Atomic models of isolated crystalline Pd 3Si embedded in amorphous Pd 80Si 20, a planar crystalline Pd 3Si/amorphous Pd 80Si 20 interface and a faceted crystalline Pd 3Si/amorphous Pd 80Si 20 interface were constructed using a dense random packing (DRP) model for the amorphous alloy. Multislice programs were used to simulate high-resolution transmission electron microscope (HRTEM) images of these models for a JEOL 4000EX microscope. The simulated images show that amorphous alloy superimposed on crystalline Pd 3Si degrades the crystal image. The visibility limit of crystalline Pd 3Si embedded in amorphous Pd 80Si 20 occurs for an amorphous/crystal thickness ratio of about 3.4 near optimum defocus (- 50.0 nm), but this can be increased by a factor of two using optical diffraction.
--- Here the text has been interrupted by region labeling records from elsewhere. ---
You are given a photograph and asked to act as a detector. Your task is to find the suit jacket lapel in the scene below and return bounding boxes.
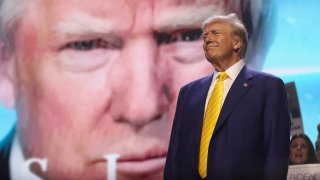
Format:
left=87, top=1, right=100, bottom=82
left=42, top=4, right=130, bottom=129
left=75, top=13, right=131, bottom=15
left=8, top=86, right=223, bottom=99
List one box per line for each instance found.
left=213, top=66, right=253, bottom=135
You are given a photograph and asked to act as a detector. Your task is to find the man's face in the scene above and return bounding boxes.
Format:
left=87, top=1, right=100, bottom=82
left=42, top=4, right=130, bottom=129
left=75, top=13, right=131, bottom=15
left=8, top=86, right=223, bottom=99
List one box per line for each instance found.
left=7, top=0, right=234, bottom=179
left=290, top=137, right=309, bottom=164
left=203, top=22, right=234, bottom=64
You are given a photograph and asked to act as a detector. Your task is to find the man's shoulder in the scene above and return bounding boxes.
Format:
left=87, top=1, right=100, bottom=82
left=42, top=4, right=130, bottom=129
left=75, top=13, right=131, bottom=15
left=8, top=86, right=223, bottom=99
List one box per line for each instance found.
left=247, top=68, right=283, bottom=84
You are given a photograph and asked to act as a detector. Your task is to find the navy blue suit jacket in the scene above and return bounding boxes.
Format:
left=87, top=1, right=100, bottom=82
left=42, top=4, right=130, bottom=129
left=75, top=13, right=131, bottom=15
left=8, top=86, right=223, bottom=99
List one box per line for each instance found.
left=164, top=66, right=290, bottom=180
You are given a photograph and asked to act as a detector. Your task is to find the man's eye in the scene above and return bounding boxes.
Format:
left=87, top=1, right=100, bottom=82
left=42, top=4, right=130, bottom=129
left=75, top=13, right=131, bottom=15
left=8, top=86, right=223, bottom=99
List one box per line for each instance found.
left=60, top=39, right=117, bottom=51
left=155, top=29, right=202, bottom=45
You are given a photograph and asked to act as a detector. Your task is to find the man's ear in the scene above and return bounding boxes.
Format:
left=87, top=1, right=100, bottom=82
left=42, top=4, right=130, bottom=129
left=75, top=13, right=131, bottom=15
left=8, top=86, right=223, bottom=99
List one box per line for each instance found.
left=0, top=41, right=15, bottom=108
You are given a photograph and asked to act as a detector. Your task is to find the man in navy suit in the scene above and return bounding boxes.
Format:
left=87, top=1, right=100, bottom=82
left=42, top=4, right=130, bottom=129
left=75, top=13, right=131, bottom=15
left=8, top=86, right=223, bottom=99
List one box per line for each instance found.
left=164, top=14, right=290, bottom=180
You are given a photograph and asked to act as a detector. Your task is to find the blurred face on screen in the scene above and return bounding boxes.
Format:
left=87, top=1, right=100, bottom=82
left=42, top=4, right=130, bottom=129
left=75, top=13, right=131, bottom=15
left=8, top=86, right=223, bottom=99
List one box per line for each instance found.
left=1, top=0, right=238, bottom=179
left=290, top=137, right=309, bottom=164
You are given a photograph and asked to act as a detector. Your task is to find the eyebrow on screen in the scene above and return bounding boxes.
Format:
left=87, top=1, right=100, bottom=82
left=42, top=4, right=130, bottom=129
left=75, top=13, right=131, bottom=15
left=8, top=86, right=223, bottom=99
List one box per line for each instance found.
left=154, top=5, right=226, bottom=32
left=53, top=11, right=121, bottom=38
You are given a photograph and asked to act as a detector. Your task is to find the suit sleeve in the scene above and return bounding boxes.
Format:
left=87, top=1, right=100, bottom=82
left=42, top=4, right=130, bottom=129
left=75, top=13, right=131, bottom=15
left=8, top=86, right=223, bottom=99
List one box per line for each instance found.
left=263, top=79, right=290, bottom=180
left=164, top=90, right=183, bottom=180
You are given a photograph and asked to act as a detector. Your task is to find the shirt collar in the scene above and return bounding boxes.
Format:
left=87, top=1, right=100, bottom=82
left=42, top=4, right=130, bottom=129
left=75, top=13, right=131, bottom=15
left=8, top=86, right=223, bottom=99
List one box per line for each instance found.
left=213, top=59, right=245, bottom=81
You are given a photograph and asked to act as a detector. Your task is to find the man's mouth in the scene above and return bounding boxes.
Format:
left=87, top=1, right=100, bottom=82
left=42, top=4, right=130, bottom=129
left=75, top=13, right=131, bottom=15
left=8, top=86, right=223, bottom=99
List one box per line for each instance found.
left=90, top=149, right=167, bottom=176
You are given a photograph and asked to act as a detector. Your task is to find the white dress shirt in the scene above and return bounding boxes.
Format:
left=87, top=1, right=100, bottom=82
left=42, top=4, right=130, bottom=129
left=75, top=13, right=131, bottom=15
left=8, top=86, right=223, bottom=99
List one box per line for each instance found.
left=204, top=59, right=245, bottom=111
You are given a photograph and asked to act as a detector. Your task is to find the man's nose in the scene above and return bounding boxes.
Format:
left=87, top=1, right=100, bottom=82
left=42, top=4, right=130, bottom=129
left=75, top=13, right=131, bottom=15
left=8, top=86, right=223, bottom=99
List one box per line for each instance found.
left=113, top=38, right=164, bottom=129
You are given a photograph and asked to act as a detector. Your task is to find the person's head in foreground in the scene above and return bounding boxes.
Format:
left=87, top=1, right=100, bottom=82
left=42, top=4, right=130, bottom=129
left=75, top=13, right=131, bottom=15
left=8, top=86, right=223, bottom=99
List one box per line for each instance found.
left=0, top=0, right=272, bottom=179
left=289, top=134, right=317, bottom=165
left=203, top=13, right=248, bottom=71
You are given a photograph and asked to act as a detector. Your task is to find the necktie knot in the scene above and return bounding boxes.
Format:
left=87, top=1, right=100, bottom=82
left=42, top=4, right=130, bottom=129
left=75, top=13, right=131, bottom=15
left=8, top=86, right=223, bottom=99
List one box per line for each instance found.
left=218, top=72, right=229, bottom=81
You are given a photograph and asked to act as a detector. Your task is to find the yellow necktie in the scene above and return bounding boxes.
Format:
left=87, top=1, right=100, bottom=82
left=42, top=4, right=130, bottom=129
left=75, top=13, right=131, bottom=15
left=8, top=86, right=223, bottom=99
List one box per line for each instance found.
left=199, top=72, right=228, bottom=178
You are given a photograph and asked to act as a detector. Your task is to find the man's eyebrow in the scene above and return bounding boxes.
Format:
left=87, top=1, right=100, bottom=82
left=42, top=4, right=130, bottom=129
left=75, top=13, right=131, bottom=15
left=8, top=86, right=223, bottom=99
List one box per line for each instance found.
left=154, top=5, right=225, bottom=32
left=53, top=11, right=121, bottom=38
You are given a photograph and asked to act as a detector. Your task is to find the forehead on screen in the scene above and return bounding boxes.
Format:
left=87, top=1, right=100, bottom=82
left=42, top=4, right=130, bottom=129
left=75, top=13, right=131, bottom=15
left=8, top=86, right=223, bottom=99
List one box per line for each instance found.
left=12, top=0, right=231, bottom=34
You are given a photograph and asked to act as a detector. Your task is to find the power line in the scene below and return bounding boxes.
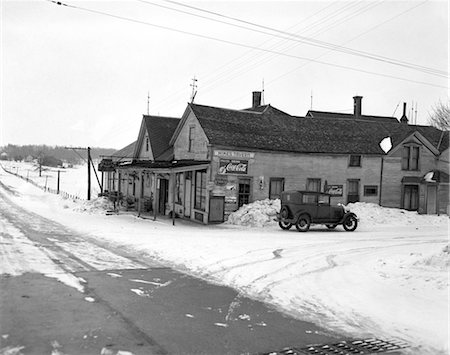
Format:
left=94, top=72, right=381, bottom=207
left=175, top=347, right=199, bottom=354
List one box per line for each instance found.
left=155, top=0, right=448, bottom=77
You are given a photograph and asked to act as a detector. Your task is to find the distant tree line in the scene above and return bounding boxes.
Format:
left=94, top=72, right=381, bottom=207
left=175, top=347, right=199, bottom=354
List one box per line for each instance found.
left=0, top=144, right=116, bottom=166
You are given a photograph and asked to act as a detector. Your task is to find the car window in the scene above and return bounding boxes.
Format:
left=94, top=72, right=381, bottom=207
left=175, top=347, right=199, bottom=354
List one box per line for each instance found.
left=319, top=195, right=330, bottom=205
left=302, top=194, right=317, bottom=204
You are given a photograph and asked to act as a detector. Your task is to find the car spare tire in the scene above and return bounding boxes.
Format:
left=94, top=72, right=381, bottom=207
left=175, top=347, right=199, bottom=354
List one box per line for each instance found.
left=343, top=215, right=358, bottom=232
left=295, top=214, right=311, bottom=232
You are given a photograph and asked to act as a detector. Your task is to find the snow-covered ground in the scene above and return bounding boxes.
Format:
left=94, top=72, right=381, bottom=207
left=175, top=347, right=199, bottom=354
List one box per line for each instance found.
left=0, top=163, right=450, bottom=354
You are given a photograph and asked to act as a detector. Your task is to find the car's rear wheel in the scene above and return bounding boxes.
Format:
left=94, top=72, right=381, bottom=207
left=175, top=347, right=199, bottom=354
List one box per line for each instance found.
left=295, top=214, right=311, bottom=232
left=344, top=216, right=358, bottom=232
left=278, top=221, right=292, bottom=230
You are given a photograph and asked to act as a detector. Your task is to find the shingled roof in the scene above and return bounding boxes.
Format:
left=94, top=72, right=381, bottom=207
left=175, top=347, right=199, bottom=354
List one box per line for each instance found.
left=306, top=110, right=398, bottom=123
left=189, top=104, right=448, bottom=155
left=143, top=115, right=180, bottom=160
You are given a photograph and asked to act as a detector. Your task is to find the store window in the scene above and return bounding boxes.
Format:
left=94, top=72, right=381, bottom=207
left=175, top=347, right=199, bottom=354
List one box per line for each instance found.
left=175, top=173, right=183, bottom=203
left=306, top=179, right=321, bottom=192
left=364, top=185, right=378, bottom=196
left=402, top=145, right=419, bottom=170
left=238, top=179, right=251, bottom=207
left=194, top=170, right=206, bottom=211
left=269, top=178, right=284, bottom=200
left=348, top=154, right=361, bottom=167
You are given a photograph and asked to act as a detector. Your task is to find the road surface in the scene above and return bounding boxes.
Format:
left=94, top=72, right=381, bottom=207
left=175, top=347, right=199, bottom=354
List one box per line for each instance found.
left=0, top=182, right=338, bottom=355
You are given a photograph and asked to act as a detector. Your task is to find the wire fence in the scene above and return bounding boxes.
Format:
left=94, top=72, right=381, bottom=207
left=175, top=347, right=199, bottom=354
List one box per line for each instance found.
left=1, top=165, right=85, bottom=200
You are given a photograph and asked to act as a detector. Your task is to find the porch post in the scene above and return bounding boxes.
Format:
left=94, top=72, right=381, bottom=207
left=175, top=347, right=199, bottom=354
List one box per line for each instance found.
left=152, top=173, right=157, bottom=221
left=170, top=172, right=176, bottom=226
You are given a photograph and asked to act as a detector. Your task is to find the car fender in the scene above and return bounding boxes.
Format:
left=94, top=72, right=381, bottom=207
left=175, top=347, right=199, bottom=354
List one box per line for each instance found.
left=339, top=212, right=359, bottom=223
left=294, top=210, right=312, bottom=222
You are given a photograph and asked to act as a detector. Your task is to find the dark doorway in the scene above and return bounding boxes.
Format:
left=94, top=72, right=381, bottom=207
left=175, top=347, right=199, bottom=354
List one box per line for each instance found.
left=403, top=185, right=419, bottom=211
left=209, top=196, right=225, bottom=223
left=347, top=180, right=359, bottom=203
left=269, top=178, right=284, bottom=200
left=158, top=179, right=169, bottom=214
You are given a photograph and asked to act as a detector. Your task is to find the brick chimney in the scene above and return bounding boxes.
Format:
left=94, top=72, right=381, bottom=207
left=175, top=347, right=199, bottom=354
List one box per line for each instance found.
left=400, top=102, right=409, bottom=124
left=252, top=91, right=261, bottom=108
left=353, top=96, right=362, bottom=118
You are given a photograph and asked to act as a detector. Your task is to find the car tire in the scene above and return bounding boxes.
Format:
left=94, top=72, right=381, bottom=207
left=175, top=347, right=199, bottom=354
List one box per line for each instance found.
left=278, top=221, right=292, bottom=230
left=295, top=214, right=311, bottom=232
left=343, top=216, right=358, bottom=232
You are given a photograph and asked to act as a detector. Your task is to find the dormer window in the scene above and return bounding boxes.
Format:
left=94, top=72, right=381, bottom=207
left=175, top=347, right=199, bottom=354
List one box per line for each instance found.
left=188, top=126, right=195, bottom=152
left=348, top=154, right=361, bottom=167
left=402, top=145, right=419, bottom=170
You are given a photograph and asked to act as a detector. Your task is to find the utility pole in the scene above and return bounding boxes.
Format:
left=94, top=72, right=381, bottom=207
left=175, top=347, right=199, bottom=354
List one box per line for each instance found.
left=87, top=147, right=91, bottom=201
left=64, top=147, right=97, bottom=201
left=191, top=75, right=198, bottom=104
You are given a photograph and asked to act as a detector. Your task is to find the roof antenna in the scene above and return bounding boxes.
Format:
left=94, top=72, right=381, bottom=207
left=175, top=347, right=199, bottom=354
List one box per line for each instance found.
left=261, top=78, right=265, bottom=106
left=415, top=101, right=417, bottom=126
left=191, top=75, right=198, bottom=104
left=392, top=101, right=400, bottom=117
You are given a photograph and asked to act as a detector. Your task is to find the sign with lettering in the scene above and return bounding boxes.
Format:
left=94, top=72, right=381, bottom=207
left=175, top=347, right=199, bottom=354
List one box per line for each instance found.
left=325, top=185, right=343, bottom=196
left=219, top=159, right=248, bottom=175
left=214, top=150, right=255, bottom=159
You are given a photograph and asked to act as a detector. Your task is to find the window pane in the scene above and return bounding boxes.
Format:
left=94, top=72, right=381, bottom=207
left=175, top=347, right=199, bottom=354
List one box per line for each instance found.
left=402, top=147, right=409, bottom=170
left=411, top=147, right=419, bottom=170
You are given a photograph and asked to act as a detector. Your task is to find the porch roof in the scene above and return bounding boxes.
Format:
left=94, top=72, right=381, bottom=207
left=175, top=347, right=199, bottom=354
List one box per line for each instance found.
left=118, top=160, right=210, bottom=173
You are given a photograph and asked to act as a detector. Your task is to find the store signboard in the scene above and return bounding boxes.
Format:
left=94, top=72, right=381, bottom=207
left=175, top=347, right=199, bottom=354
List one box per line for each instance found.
left=325, top=185, right=343, bottom=196
left=219, top=159, right=248, bottom=175
left=214, top=150, right=255, bottom=159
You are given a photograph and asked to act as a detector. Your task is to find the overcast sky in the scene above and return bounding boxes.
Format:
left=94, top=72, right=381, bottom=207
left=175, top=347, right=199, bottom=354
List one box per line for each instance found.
left=0, top=0, right=449, bottom=149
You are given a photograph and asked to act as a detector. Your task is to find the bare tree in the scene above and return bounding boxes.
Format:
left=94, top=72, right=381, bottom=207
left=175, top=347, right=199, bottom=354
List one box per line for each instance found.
left=428, top=101, right=450, bottom=131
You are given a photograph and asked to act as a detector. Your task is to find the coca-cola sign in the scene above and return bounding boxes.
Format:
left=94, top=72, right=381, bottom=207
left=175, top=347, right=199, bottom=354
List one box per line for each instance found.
left=219, top=159, right=248, bottom=174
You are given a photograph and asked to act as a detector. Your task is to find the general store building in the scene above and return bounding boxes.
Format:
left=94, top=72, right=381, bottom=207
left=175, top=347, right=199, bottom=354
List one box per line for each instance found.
left=100, top=92, right=448, bottom=223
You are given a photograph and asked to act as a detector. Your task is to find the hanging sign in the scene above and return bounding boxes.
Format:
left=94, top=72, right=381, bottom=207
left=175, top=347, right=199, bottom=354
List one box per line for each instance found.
left=219, top=159, right=248, bottom=175
left=214, top=150, right=255, bottom=159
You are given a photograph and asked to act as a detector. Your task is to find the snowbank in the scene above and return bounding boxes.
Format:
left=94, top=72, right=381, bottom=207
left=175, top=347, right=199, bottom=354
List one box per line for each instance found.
left=227, top=199, right=281, bottom=227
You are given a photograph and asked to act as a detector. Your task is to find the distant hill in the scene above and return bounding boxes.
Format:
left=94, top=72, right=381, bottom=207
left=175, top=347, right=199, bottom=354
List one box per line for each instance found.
left=0, top=144, right=117, bottom=164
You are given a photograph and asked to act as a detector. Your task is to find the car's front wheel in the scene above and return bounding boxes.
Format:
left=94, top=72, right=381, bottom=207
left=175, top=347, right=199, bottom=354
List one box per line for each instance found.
left=278, top=221, right=292, bottom=230
left=344, top=216, right=358, bottom=232
left=295, top=214, right=311, bottom=232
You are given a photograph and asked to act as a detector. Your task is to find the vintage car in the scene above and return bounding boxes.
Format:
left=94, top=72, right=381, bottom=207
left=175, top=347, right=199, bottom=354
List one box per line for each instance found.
left=277, top=191, right=358, bottom=232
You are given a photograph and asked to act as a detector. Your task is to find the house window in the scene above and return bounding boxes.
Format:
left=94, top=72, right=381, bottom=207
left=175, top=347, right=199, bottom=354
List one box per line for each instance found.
left=348, top=154, right=361, bottom=166
left=188, top=127, right=195, bottom=152
left=238, top=179, right=250, bottom=207
left=364, top=185, right=378, bottom=196
left=306, top=179, right=321, bottom=192
left=194, top=170, right=206, bottom=211
left=402, top=145, right=419, bottom=170
left=269, top=178, right=284, bottom=200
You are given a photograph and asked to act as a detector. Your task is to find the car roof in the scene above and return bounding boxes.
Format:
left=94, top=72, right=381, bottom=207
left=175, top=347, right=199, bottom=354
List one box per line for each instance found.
left=283, top=190, right=331, bottom=196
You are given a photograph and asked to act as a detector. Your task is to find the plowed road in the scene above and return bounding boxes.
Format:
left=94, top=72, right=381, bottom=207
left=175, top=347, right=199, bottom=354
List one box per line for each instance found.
left=0, top=186, right=336, bottom=355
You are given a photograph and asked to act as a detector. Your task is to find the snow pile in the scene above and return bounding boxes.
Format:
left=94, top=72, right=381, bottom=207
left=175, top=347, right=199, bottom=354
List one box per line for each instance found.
left=347, top=202, right=448, bottom=225
left=73, top=197, right=114, bottom=214
left=415, top=244, right=450, bottom=270
left=227, top=198, right=281, bottom=227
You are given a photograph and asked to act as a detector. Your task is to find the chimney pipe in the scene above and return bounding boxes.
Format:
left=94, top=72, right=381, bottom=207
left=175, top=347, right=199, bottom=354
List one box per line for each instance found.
left=353, top=96, right=362, bottom=118
left=400, top=102, right=409, bottom=124
left=252, top=91, right=261, bottom=108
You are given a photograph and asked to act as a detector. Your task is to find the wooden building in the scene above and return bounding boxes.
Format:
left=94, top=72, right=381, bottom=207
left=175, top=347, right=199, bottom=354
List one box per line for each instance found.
left=100, top=92, right=448, bottom=223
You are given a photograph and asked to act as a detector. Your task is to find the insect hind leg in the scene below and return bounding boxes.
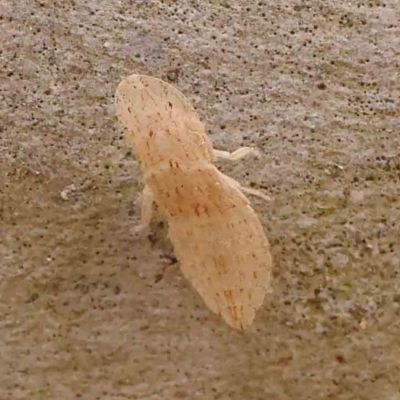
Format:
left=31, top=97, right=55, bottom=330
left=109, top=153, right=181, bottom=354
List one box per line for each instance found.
left=132, top=185, right=154, bottom=235
left=219, top=174, right=272, bottom=202
left=214, top=147, right=261, bottom=161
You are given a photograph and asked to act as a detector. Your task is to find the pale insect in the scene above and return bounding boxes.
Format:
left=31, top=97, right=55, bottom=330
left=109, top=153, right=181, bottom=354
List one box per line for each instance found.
left=115, top=75, right=272, bottom=329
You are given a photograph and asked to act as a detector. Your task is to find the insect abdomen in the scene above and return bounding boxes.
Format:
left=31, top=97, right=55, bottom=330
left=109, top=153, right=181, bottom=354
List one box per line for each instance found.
left=169, top=198, right=272, bottom=329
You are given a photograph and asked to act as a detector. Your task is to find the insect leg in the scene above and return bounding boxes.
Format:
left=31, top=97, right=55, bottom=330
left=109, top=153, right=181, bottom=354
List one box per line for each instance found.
left=214, top=147, right=260, bottom=161
left=219, top=173, right=272, bottom=202
left=132, top=185, right=154, bottom=234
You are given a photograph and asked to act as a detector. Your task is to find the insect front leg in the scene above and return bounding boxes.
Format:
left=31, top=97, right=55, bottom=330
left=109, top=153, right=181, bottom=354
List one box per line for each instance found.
left=132, top=185, right=154, bottom=235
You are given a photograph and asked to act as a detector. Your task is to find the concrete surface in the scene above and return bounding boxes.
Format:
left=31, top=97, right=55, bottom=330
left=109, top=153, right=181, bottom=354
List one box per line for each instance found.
left=0, top=0, right=400, bottom=400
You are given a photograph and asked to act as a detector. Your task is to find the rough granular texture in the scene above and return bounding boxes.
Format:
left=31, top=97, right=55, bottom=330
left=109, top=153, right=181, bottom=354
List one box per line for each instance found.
left=0, top=0, right=400, bottom=400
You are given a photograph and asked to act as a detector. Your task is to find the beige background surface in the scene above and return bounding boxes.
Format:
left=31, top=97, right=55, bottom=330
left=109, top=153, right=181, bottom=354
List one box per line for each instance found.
left=0, top=0, right=400, bottom=400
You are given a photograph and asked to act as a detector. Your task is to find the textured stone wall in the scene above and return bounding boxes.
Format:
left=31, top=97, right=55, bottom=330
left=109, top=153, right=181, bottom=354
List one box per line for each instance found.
left=0, top=0, right=400, bottom=400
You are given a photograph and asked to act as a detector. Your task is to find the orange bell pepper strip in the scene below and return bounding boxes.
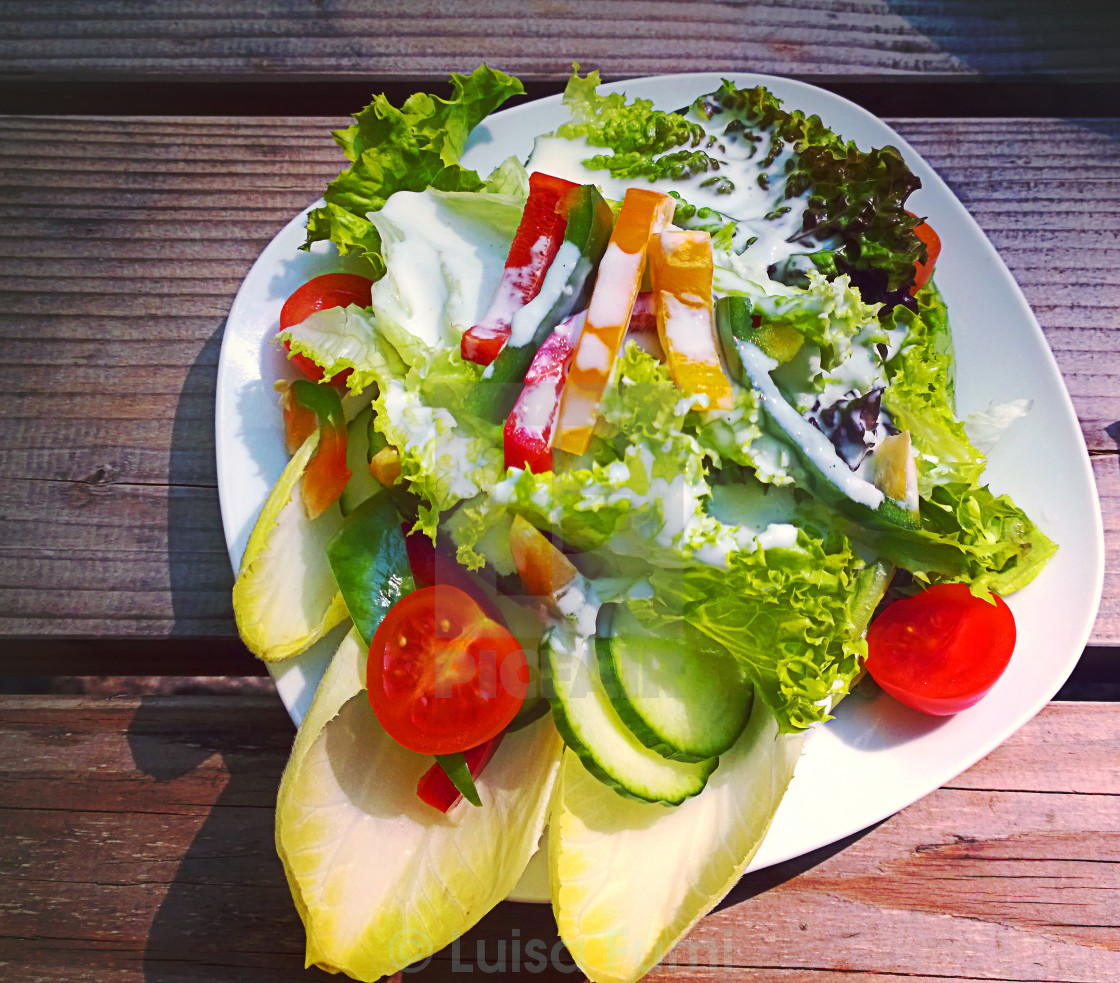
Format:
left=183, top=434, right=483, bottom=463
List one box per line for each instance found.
left=553, top=188, right=676, bottom=453
left=278, top=378, right=351, bottom=518
left=648, top=232, right=732, bottom=410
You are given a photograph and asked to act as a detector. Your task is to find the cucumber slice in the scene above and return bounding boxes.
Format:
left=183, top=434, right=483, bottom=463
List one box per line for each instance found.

A similar visibility limit occurs for crystalline protrusions at a crystal/amorphous interface. The visibility limit is affected by defocus, and at -60.0 nm defocus a crystalline protrusion of Pd 3Si can become more visible due to a zero in the microscope contrast transfer function at the nearest-neighbor bond distance of the amorphous alloy. The atomic arrangement of crystalline Pd 3Si extends a few atomic diameters into the amorphous matrix for a crystal/amorphous interface constructed with the DRP model, and this structure can be observed by HRTEM.